Vascular Disease Prevention
2009, 6 : 170-177Published online 2009 June 24. DOI: 10.2174/1567270001006010170
Publisher ID: VDP-6-170
Involvement of Human Leukocyte Antigen Class II Antibody in Pathogenesis of Transfusion-Related Acute Lung Injury (TRALI): Vascular Permeability Enhancement
ABSTRACT
Vascular endothelial cells regulate the passage of fluids, solutes, and cells from the vascular space to the tissues. Disruption of vascular integrity is involved in the pathogenesis of inflammatory diseases including transfusionrelated acute lung injury (TRALI), a most severe nonhemolytic transfusion reaction with symptoms such as dyspnea and/or hypotension and fever.

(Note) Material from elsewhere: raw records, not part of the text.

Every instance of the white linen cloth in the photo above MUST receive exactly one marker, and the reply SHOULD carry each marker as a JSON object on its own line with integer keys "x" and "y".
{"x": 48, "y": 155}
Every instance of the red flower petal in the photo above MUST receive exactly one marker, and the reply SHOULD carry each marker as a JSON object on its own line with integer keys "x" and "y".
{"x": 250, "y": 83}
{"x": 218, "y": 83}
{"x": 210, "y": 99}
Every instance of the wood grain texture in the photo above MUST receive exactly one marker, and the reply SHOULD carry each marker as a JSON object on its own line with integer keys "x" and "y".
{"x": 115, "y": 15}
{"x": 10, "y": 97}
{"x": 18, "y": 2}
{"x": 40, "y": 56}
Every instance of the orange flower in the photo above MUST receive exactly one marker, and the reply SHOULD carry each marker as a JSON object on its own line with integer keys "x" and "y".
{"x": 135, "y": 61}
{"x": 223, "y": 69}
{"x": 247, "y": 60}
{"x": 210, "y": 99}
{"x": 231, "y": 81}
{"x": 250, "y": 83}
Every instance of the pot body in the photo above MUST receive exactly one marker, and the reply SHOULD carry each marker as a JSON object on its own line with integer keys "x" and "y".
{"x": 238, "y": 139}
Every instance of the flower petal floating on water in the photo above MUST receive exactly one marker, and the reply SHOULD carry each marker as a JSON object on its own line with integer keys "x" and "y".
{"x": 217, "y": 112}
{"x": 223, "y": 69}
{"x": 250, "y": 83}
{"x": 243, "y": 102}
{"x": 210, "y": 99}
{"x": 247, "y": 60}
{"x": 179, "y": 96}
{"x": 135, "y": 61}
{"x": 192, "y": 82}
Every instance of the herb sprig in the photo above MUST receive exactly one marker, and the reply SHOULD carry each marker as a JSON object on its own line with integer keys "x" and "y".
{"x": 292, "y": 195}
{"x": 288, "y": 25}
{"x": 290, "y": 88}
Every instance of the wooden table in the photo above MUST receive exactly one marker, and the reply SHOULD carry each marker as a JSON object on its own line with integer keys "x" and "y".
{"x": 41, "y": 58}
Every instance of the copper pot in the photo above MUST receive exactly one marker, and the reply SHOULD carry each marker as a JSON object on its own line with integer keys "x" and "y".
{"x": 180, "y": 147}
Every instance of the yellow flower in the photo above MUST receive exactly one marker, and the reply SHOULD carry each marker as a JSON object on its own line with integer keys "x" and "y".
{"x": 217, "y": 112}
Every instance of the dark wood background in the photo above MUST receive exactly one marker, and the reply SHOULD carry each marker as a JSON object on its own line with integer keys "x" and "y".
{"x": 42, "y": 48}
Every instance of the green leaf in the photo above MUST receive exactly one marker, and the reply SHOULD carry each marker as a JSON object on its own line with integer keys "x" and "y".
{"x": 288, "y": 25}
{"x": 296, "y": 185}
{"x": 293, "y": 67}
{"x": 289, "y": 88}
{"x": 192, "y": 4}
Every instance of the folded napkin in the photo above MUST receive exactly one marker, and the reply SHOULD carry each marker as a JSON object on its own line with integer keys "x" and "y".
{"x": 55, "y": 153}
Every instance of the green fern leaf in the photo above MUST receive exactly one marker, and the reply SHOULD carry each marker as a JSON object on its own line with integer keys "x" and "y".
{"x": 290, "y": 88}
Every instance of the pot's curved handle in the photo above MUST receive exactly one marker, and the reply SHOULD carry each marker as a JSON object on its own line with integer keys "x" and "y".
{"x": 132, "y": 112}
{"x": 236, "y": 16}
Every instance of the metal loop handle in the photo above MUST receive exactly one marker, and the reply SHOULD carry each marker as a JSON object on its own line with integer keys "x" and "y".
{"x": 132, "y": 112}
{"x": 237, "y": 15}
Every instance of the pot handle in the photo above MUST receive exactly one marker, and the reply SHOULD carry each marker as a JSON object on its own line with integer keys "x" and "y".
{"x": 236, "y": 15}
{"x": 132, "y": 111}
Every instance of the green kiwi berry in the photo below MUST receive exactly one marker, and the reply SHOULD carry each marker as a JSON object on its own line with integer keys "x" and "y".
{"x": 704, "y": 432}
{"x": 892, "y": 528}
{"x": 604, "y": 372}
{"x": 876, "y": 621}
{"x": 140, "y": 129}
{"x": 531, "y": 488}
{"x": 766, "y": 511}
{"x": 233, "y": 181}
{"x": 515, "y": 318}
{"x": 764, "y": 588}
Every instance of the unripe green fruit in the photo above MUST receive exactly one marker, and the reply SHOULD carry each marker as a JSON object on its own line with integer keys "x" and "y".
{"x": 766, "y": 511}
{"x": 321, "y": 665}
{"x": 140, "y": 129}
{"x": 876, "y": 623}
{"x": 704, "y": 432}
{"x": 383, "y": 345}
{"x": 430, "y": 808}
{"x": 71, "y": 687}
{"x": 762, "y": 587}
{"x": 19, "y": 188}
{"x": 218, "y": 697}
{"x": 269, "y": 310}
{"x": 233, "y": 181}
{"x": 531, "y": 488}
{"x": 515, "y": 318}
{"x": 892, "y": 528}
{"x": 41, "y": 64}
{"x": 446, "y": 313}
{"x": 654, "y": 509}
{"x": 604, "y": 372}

Pulmonary edema, due to increased vascular permeability for macromolecules and plasma, is a hallmark of TRALI. The mortality rate of TRALI ranges from 5 to 10%. While donor antibodies (Abs) against human leukocyte antigen (HLA) class I and granulocytes are regarded as causative factors, various clinical studies have demonstrated the roles of anti-HLA class II-Ab on the etiology of TRALI, although the detailed mechanisms have not been clarified. Over several years we have investigated to clarify the underlying mechanism by which anti-HLA class II Abs cause an increase in endothelial permeability. In this review, we show that anti-HLA class II Ab generates proinflammatory cytokines and chemokines from HLA class II positive mononuclear cells of peripheral blood in an FcγR-dependent manner. As a result, the produced interleukin-1β and tumor necrosis factor-α lead to increased endothelial permeability via the nuclear factor-κB pathway but not apoptosis of endothelial cells. These findings provide a better understanding of the roles of anti-HLA class II Ab in the etiology of TRALI.